As we approach the one-year anniversary of Obamacare’s launch, the pundits continue to argue over whether or not it’s working. Meanwhile, something much bigger is happening. Whatever you think of its merits, the Affordable Care Act is re-shaping American healthcare, radically altering business models that hadn’t changed in decades.
Ever since before the U.S. Supreme Court declared the ACA constitutional two years ago, health care executives have been busy recreating their businesses as if their livelihoods depend on it — which they do. They know that very soon they will be compensated not just for filling hospital beds, but for keeping patients out of the hospital altogether. That shifting of incentives, from patient volumes to patient outcomes, is already having profound effects on our health system — and presenting intriguing opportunities for investors.

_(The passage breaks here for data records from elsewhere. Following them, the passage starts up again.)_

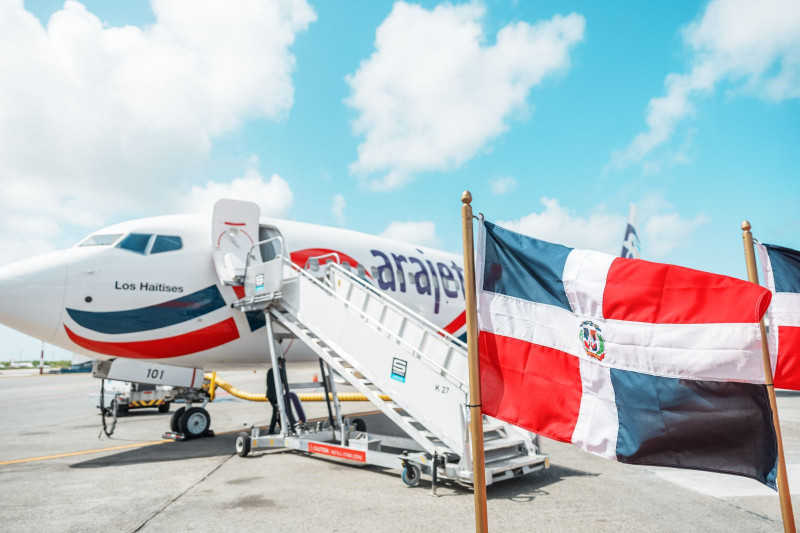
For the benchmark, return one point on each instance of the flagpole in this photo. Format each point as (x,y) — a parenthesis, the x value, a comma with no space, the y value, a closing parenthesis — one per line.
(475,413)
(783,482)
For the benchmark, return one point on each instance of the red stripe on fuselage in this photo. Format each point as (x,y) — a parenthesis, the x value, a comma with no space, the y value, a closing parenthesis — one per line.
(188,343)
(301,257)
(457,323)
(655,293)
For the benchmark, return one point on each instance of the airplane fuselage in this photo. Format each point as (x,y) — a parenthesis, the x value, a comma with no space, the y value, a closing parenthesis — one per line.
(148,289)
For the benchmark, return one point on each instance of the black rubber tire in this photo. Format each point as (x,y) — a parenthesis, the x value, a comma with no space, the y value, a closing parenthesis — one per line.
(411,475)
(176,416)
(359,424)
(122,409)
(243,444)
(194,422)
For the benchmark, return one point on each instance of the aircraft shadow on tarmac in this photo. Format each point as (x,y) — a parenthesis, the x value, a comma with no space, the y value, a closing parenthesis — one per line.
(169,451)
(522,489)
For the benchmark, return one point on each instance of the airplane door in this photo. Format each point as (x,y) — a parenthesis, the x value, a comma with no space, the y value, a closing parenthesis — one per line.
(234,232)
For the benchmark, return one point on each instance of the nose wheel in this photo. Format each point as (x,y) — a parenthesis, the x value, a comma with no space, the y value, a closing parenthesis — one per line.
(194,422)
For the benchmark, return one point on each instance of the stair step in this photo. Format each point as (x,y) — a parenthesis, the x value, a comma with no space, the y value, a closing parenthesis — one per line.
(500,465)
(502,444)
(492,426)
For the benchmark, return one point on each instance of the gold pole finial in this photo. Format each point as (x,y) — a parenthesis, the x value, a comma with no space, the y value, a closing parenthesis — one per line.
(475,412)
(787,513)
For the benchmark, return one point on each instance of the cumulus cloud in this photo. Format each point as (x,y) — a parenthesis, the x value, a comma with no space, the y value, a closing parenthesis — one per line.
(420,233)
(502,185)
(273,195)
(25,236)
(660,227)
(98,120)
(433,94)
(338,208)
(754,45)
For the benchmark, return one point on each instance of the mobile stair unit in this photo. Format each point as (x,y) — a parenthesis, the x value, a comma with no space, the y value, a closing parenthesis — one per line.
(382,349)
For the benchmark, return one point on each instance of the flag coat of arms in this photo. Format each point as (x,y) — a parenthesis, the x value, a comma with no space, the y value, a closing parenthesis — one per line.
(782,275)
(639,362)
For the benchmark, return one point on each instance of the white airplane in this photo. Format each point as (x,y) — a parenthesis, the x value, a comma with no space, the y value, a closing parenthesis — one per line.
(154,288)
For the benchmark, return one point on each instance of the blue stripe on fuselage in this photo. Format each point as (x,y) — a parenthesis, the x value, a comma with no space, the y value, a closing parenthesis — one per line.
(524,267)
(153,317)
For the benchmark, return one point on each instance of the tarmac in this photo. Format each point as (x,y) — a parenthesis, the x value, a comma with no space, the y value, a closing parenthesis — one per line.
(57,474)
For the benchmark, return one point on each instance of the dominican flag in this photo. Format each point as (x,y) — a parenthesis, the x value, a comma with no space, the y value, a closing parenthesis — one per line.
(639,362)
(782,273)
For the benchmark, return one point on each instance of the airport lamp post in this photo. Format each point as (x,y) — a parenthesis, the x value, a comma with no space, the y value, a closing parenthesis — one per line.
(475,412)
(783,482)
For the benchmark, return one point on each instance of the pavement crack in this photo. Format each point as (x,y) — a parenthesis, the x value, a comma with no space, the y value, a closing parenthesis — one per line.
(180,495)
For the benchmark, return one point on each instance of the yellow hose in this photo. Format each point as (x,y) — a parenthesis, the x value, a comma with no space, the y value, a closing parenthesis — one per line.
(312,397)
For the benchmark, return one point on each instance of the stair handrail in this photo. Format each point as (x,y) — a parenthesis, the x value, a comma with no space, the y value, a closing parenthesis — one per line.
(318,257)
(462,384)
(400,306)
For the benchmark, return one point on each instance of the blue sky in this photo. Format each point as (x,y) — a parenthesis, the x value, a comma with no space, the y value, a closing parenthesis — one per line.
(552,114)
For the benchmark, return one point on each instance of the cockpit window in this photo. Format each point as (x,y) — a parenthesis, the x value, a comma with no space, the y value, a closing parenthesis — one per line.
(101,240)
(135,242)
(166,243)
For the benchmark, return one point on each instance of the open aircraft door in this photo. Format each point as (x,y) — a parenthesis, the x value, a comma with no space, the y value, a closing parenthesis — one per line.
(234,237)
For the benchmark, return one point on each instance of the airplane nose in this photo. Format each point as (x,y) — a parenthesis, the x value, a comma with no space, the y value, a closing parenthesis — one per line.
(32,294)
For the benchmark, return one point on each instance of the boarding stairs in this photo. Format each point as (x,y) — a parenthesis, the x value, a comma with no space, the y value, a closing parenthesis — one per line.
(380,347)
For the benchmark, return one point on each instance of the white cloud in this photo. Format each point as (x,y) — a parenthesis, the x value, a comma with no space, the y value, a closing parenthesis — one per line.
(599,231)
(660,228)
(502,185)
(755,45)
(433,94)
(96,120)
(338,207)
(273,196)
(419,233)
(23,236)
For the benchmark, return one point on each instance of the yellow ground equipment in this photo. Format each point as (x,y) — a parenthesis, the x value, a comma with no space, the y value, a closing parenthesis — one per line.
(214,382)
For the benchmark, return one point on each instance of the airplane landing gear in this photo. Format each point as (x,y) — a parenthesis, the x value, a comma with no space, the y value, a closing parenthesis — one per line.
(194,422)
(190,422)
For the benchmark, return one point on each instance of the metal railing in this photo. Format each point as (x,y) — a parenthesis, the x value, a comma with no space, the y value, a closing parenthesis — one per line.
(407,313)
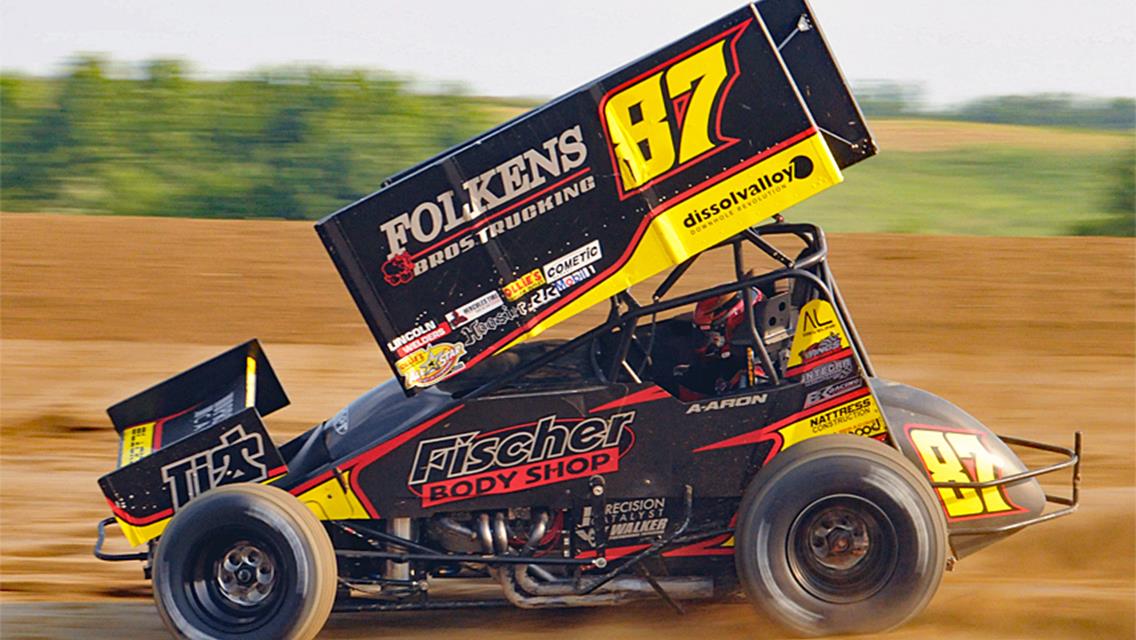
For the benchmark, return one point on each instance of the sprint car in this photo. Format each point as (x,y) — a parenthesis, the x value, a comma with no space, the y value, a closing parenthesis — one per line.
(585,472)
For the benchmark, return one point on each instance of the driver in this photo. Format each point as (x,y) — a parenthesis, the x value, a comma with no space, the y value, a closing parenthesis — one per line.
(718,365)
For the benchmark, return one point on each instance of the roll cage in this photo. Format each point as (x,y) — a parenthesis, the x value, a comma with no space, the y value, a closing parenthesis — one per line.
(621,348)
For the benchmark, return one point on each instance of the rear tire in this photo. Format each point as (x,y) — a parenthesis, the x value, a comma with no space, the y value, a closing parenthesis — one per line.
(840,534)
(244,560)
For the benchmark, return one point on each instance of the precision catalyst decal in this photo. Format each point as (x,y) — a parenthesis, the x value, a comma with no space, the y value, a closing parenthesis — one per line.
(800,167)
(472,465)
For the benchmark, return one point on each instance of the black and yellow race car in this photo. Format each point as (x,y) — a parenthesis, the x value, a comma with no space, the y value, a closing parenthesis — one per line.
(701,441)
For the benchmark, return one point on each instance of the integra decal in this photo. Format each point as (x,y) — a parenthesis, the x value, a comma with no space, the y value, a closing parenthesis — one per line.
(515,458)
(835,370)
(832,391)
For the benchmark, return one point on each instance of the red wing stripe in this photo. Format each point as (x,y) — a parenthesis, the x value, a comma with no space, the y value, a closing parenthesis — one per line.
(139,521)
(648,395)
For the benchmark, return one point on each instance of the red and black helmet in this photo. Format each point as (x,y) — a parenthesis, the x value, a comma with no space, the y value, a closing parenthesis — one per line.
(721,315)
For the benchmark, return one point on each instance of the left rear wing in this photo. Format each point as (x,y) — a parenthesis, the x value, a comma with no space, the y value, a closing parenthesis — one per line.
(195,400)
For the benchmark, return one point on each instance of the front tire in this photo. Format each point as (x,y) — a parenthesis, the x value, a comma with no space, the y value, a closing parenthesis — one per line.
(244,560)
(840,534)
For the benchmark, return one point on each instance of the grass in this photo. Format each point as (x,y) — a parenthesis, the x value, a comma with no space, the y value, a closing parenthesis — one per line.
(1027,181)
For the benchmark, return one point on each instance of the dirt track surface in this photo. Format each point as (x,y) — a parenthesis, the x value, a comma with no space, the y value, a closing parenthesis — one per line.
(1035,337)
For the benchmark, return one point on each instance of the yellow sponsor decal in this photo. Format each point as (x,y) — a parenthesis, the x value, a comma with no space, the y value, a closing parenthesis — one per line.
(858,416)
(432,365)
(818,333)
(951,456)
(668,240)
(138,442)
(524,284)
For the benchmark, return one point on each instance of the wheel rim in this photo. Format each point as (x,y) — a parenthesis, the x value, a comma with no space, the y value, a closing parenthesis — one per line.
(842,548)
(235,580)
(245,574)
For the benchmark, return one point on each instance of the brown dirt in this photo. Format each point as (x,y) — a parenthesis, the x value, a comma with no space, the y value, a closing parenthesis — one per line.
(1033,335)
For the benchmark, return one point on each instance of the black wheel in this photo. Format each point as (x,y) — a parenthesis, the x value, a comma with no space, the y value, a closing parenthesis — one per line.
(244,560)
(840,534)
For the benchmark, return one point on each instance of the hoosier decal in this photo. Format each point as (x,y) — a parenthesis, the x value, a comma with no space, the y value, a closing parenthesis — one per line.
(515,458)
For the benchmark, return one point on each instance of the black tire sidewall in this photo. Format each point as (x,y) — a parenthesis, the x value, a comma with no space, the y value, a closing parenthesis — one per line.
(207,522)
(833,466)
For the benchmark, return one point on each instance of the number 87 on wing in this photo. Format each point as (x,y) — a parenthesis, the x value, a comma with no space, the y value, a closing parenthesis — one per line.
(662,121)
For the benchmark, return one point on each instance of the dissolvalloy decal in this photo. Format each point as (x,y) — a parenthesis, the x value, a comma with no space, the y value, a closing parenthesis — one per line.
(503,237)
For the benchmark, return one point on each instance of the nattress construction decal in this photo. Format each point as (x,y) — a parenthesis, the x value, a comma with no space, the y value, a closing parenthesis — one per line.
(499,239)
(515,458)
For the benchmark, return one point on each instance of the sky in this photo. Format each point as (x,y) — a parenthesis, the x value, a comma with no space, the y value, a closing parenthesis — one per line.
(957,49)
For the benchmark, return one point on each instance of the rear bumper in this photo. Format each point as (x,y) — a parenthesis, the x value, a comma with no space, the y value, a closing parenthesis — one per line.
(1066,505)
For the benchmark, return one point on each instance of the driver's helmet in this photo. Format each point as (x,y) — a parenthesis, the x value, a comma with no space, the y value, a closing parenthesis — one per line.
(718,320)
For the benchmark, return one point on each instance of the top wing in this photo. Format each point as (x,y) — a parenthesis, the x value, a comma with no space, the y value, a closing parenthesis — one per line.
(508,234)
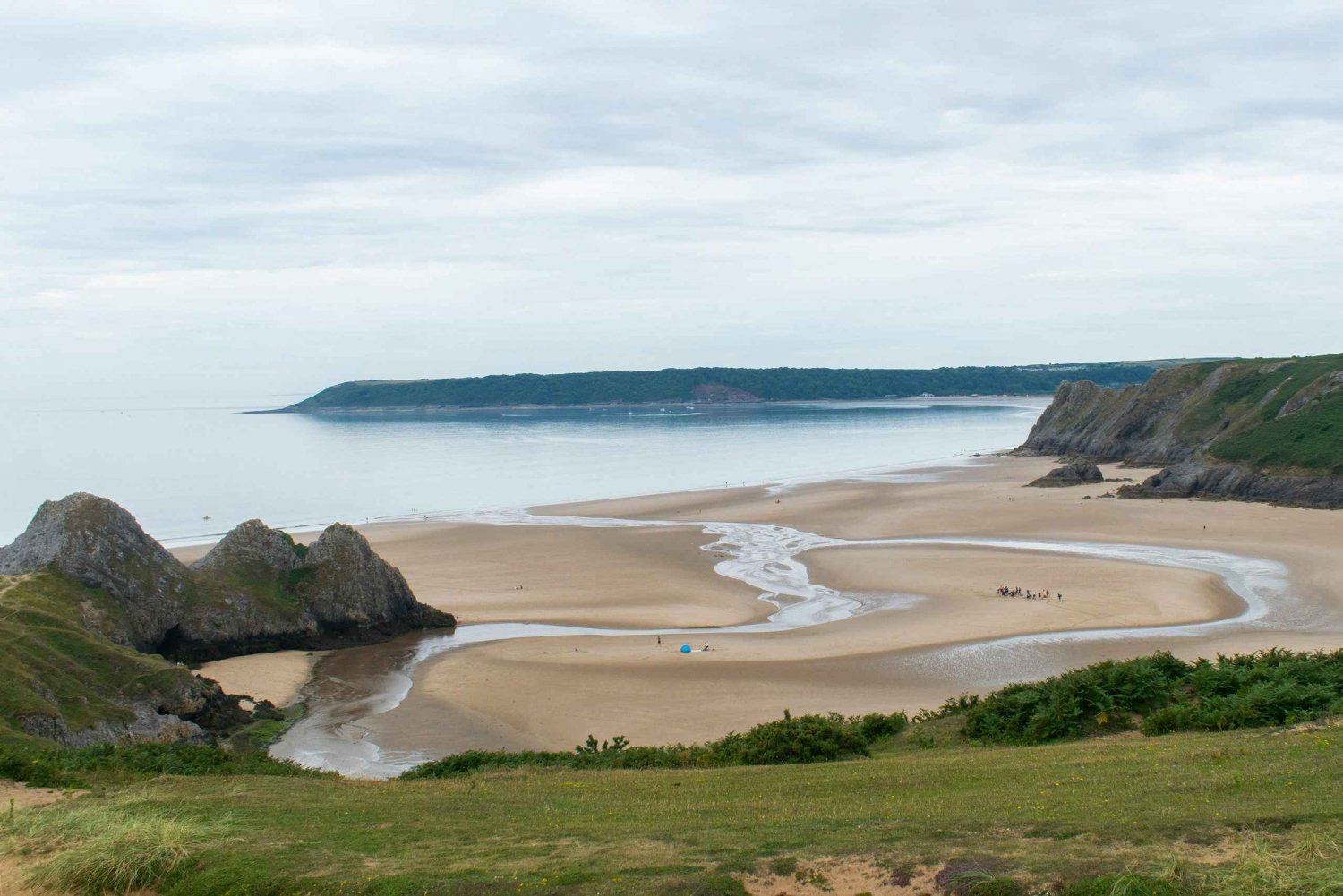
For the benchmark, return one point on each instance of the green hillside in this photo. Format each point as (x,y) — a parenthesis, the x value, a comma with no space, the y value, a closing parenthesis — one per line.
(1201,815)
(58,676)
(1280,415)
(706,383)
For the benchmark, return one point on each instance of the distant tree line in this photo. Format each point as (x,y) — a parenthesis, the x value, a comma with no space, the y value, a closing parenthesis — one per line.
(679,386)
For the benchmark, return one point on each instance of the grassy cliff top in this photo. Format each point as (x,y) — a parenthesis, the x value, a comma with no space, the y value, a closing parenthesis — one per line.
(1270,414)
(56,672)
(716,383)
(1198,815)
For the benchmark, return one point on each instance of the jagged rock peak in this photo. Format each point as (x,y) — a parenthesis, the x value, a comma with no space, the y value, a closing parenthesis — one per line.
(252,547)
(78,525)
(349,584)
(98,543)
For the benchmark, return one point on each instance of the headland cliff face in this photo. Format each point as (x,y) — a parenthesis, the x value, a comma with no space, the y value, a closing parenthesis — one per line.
(101,611)
(1246,430)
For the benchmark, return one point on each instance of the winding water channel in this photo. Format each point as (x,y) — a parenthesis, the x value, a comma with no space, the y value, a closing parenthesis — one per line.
(354,686)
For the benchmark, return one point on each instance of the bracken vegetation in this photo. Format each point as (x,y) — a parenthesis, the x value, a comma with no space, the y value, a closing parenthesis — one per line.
(787,740)
(1162,695)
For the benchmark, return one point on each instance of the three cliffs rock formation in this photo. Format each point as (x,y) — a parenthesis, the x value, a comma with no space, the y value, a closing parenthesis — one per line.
(255,592)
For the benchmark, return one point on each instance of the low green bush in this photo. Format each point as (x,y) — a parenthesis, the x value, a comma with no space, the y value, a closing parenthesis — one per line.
(1163,695)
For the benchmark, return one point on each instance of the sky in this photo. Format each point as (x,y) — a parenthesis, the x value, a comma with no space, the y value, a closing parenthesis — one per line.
(239,198)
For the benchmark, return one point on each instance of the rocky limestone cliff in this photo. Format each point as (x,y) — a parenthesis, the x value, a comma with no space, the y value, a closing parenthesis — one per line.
(1074,474)
(254,592)
(1245,430)
(258,592)
(99,544)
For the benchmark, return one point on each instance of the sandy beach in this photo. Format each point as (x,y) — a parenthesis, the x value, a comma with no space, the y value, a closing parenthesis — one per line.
(552,692)
(277,676)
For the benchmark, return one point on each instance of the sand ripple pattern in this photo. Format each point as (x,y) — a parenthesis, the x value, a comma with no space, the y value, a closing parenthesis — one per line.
(766,558)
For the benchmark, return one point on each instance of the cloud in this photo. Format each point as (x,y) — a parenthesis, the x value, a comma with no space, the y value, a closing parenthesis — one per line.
(391,190)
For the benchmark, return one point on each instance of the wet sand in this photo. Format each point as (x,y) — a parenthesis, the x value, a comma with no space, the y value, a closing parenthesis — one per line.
(552,692)
(612,578)
(556,691)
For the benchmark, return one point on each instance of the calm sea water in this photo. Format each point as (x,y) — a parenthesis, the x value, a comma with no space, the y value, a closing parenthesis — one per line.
(193,472)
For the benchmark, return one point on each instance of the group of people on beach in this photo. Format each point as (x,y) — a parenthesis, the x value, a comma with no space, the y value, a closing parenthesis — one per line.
(1013,592)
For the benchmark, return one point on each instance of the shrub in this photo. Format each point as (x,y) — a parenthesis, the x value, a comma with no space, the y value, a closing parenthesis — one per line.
(1270,688)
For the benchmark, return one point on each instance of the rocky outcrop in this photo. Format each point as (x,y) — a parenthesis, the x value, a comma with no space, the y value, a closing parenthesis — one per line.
(101,590)
(1074,474)
(1229,482)
(99,544)
(254,592)
(1136,423)
(1246,430)
(260,592)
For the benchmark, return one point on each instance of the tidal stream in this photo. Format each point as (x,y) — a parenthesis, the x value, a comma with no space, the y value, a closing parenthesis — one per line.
(352,686)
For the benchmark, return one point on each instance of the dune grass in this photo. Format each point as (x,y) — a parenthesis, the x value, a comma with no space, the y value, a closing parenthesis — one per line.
(1063,818)
(91,847)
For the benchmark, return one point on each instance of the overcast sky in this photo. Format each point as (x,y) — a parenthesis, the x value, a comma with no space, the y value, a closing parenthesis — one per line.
(230,198)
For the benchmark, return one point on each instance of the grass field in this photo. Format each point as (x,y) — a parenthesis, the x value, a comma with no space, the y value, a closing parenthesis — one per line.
(1053,818)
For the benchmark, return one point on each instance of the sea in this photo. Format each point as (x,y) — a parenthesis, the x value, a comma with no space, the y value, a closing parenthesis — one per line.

On both local and national levels the old pay-for-service framework is giving way to a pay-for-performance model — creating new revenue streams for companies that previously weren’t directly involved in care delivery. Here in Southern California, Los Angeles County, CVS Caremark and the UCLA health system have created a new model for delivering primary care. Every CVS Minute Clinic in Los Angeles County is now a UCLA Minute Clinic, each one connected to UCLA’s medical records system. Meanwhile, the UCLA health system now operates three urgent care clinics in West LA, and has stationed more than 150 community offices around the county-including one every four miles along the 101 corridor.